I was confused by the 1/400 figure (what the hell does it mean to be "1/400 certain"?) so I poked around a bit to see where that figure comes from. Apparently theory holds that the presence of a Higgs should manifest itself as an excess of energy in the "gamma-gamma channel" (whatever that is), and the event that is causing all this fuss was the observation of an excess of energy in the expected channel of about 3 or 3.5 standard errors above what is normally expected in that channel. In other words, if you think about the range of energy levels that one would expect to observe in that channel--when nothing is actually going on!--as a normal distribution or "bell-shaped curve" of energy levels, then this excess was about 3 standard deviations (or sigma, which the authors of the article in the OP amusing spell "sygma") above the mean of that sampling distribution, which is starting to get pretty far out into the positive tail. The area under the curve (or probability density) of an event greater than 3 sigma or less than 3 sigma is about .00269, or about 1/369. As far as I can tell, this is where the 1/400 figure comes from.

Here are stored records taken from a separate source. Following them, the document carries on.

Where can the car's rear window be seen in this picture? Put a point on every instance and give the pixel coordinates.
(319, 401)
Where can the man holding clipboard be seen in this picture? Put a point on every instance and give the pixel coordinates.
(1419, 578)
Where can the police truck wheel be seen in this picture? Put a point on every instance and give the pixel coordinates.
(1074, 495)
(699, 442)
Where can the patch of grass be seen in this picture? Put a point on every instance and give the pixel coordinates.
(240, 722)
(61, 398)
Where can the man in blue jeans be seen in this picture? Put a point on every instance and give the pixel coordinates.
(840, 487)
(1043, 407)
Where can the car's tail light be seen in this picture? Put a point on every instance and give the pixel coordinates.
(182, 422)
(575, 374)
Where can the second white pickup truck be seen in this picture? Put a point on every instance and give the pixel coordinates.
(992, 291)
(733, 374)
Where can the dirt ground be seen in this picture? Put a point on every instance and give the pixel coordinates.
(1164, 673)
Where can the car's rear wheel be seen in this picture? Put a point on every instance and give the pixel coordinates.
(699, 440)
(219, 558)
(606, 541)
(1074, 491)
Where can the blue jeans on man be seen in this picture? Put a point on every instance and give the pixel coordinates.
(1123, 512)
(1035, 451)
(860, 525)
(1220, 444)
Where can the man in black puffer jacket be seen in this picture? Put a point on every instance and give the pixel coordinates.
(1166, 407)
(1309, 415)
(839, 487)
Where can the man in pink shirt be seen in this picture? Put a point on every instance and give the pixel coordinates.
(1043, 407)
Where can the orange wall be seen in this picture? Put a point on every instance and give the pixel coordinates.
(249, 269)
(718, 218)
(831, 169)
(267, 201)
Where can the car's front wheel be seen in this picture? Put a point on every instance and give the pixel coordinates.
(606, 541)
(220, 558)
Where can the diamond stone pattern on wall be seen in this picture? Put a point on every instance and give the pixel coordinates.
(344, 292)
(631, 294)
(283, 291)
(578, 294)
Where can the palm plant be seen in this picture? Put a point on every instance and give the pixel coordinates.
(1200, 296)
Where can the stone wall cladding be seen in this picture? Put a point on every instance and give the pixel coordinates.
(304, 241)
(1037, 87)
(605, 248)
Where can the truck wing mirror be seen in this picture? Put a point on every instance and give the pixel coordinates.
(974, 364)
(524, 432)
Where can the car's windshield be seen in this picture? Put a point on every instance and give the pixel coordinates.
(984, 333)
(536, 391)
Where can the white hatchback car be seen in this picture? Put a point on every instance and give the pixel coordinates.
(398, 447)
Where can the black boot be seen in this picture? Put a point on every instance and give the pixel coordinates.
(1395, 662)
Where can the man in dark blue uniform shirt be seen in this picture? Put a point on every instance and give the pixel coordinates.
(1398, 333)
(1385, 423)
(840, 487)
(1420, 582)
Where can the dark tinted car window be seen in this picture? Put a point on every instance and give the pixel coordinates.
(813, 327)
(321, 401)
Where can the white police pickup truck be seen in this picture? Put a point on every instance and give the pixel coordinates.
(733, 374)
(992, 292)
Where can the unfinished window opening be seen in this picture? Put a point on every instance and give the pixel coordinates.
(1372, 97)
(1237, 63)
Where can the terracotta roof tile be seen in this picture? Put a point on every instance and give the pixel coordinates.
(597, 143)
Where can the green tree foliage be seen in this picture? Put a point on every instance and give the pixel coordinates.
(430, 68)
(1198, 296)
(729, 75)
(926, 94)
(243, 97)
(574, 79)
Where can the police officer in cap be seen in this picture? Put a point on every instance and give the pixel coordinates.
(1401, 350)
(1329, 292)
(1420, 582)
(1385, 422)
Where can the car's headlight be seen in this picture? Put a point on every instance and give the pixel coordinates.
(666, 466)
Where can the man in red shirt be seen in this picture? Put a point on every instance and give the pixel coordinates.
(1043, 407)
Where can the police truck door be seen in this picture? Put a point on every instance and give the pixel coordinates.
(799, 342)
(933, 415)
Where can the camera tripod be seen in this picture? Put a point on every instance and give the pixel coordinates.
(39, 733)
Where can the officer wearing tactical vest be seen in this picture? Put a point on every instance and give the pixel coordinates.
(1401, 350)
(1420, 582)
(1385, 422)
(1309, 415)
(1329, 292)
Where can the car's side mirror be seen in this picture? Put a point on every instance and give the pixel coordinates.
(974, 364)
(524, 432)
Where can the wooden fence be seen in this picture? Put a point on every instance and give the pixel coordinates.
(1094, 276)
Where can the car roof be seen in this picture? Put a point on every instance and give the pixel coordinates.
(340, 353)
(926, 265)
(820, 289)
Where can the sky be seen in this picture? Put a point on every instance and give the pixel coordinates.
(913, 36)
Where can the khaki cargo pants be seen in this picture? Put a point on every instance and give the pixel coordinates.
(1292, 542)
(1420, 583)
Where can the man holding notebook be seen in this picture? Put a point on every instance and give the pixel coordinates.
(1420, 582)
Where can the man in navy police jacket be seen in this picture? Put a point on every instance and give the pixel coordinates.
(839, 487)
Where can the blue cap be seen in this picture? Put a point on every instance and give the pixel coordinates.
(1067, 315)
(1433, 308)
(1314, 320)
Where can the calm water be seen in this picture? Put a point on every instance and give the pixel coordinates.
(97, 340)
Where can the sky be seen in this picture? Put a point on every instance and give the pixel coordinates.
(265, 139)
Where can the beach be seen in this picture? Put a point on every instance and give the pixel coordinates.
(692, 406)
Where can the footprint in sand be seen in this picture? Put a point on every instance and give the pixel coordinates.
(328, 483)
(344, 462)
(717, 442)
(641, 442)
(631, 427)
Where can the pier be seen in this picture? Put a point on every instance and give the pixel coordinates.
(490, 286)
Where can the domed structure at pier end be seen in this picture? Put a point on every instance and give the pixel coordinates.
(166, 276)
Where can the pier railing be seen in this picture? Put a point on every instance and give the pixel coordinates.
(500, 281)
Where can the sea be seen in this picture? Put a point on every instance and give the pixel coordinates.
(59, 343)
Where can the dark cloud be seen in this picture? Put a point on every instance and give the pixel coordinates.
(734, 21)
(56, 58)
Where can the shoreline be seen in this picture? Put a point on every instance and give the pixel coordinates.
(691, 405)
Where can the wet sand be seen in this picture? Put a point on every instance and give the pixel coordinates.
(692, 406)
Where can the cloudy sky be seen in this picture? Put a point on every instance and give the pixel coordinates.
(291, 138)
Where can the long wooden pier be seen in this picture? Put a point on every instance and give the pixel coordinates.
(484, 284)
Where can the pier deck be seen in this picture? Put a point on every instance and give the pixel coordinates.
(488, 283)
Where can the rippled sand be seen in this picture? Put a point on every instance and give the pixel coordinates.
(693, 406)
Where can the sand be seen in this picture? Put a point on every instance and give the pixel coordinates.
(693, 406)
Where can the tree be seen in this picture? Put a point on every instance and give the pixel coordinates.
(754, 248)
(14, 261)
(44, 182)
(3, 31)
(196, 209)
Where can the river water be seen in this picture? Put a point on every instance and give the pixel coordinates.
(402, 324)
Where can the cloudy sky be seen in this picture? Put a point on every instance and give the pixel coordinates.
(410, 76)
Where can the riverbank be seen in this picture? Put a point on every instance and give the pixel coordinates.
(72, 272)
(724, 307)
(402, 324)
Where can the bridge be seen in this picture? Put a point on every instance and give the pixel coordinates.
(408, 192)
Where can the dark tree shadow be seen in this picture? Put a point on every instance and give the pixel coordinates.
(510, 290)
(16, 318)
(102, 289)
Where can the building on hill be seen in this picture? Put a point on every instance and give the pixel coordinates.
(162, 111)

Let's be careful about how we interpret this 1/369 figure. Assuming that what I wrote above is indeed where the figure comes from, then this figure is basically a "p-value," as cmind noted. That is, it is the probability of the observed data, conditional on the hypothesis being false. In other words, if it is in fact the case that there was no Higgs at all, then the odds of seeing an excess of energy of the magnitude that we did are about 369 to 1 against. What is very important to realize is what this figure is not. It is not--and this is important--the probability of the hypothesis being true (or false), conditional on the observed data (that is, the probability that we actually observed a Higgs). We would call such a probability a posterior probability. Arguably this probability is what we really want to know most. Unfortunately, in general P(D|H) does not equal P(H|D). Arriving at this latter probability requires additional information, namely, a distribution of prior probabilities. Although closer, it is also not a type 1 error rate (that is, the probability that we have incorrectly concluded that we observed a Higgs). Such a probability is called an alpha level, and is in fact specified a priori by the data analyst--we know that the probability of a type 1 error will be equal to the chosen alpha level before we ever collect any data.
None of this is to denigrate the present findings. But let's be clear about what exactly is meant when we talk about things like 1/400 certainty.